If claiming to have identified a drug discovery “sweet spot” it’s important that each dimension of the chemical space in which the “sweet spot” corresponds to a single entity. While “Molecular mass” is unambiguous the term “Log P” does not refer to the same entity for each of the data sets from which the “sweet spot” has been derived. As noted previously ClogP (see L1993) was used to specify Ro5 while the Gleeson upper Log P limit (see G2008) and the “μM potency Log P” (see G2011) were specified respectively by values of clogP (calculated logP from ACD) and AlogP (no reference provided).

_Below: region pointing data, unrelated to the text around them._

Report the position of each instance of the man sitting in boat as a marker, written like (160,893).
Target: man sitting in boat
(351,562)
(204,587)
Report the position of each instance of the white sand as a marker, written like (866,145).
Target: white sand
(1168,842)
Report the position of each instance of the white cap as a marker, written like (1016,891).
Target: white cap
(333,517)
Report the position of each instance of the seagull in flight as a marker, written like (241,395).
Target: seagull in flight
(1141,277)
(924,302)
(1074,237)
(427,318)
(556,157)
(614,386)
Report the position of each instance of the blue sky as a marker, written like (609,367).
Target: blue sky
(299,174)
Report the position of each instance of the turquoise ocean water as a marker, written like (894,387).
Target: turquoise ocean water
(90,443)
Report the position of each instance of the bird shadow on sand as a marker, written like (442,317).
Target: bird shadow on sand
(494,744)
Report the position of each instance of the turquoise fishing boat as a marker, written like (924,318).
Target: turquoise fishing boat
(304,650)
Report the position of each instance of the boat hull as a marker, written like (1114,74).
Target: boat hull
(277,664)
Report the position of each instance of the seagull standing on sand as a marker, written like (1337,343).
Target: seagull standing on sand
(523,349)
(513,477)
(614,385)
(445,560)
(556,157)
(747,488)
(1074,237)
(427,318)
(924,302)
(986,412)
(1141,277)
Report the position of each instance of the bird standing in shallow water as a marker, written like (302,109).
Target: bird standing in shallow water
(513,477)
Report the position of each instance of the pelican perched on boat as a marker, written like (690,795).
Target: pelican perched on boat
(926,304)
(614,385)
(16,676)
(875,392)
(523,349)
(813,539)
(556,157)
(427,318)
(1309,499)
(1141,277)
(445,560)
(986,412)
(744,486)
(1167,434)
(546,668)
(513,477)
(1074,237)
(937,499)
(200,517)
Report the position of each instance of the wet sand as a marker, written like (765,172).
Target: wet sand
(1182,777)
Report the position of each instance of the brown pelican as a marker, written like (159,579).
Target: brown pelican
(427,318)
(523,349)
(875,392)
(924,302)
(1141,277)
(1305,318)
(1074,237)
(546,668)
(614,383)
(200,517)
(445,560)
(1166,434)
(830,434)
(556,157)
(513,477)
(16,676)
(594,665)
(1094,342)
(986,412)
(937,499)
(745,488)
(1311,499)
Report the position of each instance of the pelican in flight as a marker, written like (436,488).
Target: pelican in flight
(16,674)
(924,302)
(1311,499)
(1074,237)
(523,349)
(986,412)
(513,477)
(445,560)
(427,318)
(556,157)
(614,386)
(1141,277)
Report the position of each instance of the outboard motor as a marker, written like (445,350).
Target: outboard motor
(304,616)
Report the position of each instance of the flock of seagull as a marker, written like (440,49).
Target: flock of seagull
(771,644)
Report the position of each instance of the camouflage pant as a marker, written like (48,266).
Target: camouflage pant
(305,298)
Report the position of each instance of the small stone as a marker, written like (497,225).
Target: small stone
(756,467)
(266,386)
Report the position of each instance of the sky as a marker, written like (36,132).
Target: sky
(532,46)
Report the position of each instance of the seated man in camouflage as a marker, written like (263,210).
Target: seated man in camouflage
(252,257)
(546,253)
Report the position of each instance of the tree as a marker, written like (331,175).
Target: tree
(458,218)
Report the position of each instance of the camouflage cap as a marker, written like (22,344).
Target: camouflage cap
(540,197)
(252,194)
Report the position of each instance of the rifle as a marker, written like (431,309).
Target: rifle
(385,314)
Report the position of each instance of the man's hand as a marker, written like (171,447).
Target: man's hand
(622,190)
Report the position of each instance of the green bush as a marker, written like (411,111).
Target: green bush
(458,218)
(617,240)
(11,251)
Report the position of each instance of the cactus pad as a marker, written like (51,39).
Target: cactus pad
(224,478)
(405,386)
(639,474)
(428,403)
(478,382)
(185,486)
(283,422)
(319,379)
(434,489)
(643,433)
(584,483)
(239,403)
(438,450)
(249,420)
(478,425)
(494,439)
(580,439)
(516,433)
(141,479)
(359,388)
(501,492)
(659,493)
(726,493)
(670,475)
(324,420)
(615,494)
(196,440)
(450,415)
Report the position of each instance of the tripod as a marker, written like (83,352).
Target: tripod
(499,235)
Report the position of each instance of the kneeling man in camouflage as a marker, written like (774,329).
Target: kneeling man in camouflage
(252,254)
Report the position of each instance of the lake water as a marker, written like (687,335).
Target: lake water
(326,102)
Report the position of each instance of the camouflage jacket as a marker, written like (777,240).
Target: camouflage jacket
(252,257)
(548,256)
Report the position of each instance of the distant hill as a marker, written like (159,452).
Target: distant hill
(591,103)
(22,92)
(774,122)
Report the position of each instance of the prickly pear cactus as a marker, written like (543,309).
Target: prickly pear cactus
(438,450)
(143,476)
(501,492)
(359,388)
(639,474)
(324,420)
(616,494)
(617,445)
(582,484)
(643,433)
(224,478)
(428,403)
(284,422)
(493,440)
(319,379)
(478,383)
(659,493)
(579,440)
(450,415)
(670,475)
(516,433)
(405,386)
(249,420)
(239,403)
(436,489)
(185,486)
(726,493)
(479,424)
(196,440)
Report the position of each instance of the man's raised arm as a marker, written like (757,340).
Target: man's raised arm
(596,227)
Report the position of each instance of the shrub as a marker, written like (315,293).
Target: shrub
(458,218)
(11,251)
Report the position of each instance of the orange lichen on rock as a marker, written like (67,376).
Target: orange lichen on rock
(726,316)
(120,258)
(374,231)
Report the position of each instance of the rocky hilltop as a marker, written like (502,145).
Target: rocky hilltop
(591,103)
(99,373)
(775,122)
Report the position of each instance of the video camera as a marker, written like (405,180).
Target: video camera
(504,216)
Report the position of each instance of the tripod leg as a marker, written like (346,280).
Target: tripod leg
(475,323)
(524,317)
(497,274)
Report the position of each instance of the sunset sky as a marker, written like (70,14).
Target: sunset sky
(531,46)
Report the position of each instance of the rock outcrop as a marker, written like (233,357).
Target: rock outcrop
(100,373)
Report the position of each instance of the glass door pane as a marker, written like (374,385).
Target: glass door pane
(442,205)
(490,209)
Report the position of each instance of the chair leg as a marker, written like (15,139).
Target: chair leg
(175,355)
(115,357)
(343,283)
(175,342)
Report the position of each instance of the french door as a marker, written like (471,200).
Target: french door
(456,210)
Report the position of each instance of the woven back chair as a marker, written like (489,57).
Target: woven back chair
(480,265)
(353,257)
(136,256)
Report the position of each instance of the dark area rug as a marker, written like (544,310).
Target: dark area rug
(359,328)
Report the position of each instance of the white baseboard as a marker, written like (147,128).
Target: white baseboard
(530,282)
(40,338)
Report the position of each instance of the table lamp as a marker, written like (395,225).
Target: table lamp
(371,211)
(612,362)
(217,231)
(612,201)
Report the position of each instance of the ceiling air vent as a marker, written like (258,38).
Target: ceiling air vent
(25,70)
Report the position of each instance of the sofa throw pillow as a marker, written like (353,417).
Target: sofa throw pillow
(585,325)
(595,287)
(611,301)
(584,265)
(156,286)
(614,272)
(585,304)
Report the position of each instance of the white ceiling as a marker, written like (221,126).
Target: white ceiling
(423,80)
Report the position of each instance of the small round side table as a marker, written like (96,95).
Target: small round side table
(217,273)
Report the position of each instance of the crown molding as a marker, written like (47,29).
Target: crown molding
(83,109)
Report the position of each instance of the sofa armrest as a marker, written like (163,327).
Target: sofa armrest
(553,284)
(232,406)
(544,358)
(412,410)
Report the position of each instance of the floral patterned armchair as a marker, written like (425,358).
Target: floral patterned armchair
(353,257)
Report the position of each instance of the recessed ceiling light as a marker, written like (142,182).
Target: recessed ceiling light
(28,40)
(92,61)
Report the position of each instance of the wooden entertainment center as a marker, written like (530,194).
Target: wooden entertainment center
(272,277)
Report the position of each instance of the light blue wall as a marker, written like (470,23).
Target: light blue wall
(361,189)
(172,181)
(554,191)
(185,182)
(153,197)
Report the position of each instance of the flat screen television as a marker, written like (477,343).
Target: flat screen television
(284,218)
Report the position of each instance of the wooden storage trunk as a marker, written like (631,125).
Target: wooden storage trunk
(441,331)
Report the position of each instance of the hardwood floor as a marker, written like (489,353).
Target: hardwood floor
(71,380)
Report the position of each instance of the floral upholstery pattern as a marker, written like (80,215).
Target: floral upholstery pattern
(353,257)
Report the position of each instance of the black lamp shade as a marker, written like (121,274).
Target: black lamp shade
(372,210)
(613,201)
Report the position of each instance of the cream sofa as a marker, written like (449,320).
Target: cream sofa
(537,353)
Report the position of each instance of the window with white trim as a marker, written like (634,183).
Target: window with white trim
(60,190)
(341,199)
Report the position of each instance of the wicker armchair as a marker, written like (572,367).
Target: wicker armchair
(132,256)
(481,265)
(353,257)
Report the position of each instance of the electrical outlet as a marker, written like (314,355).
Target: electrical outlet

In contrast the Pfizer Golden Triangle (see J2009) is specified using elogD (proprietary logD prediction method for which details were ot provided).  The Waring low and high logP/logD values stated in W2010 are at least partly based on analysis of AZlogD7.4 values (proprietary logD prediction method; details not provided) reported in the WJ2007 and W2009 studies. The W2010 study states that “the optimal range of lipophilicity lies between ~ 1 and 3” but the these are not the values that are depicted in Figure 3 (or indeed in the original HK2012 study). The Gleeson upper limits for Log P and Molecular Mass stated in G2008 reflect the arbitrary schemes used to bin the data and should not be regarded as objectively-determined limits for these quantities. The authors of Y2022 have superimposed ellipses for "SHMs", "Antibiotic Space?" and "bRo5 /  AbbVie MPS space for higher MW" on the HK2012 "sweet spot" in the creation of Figure 2 although it is not clear how these ellipses were constructed.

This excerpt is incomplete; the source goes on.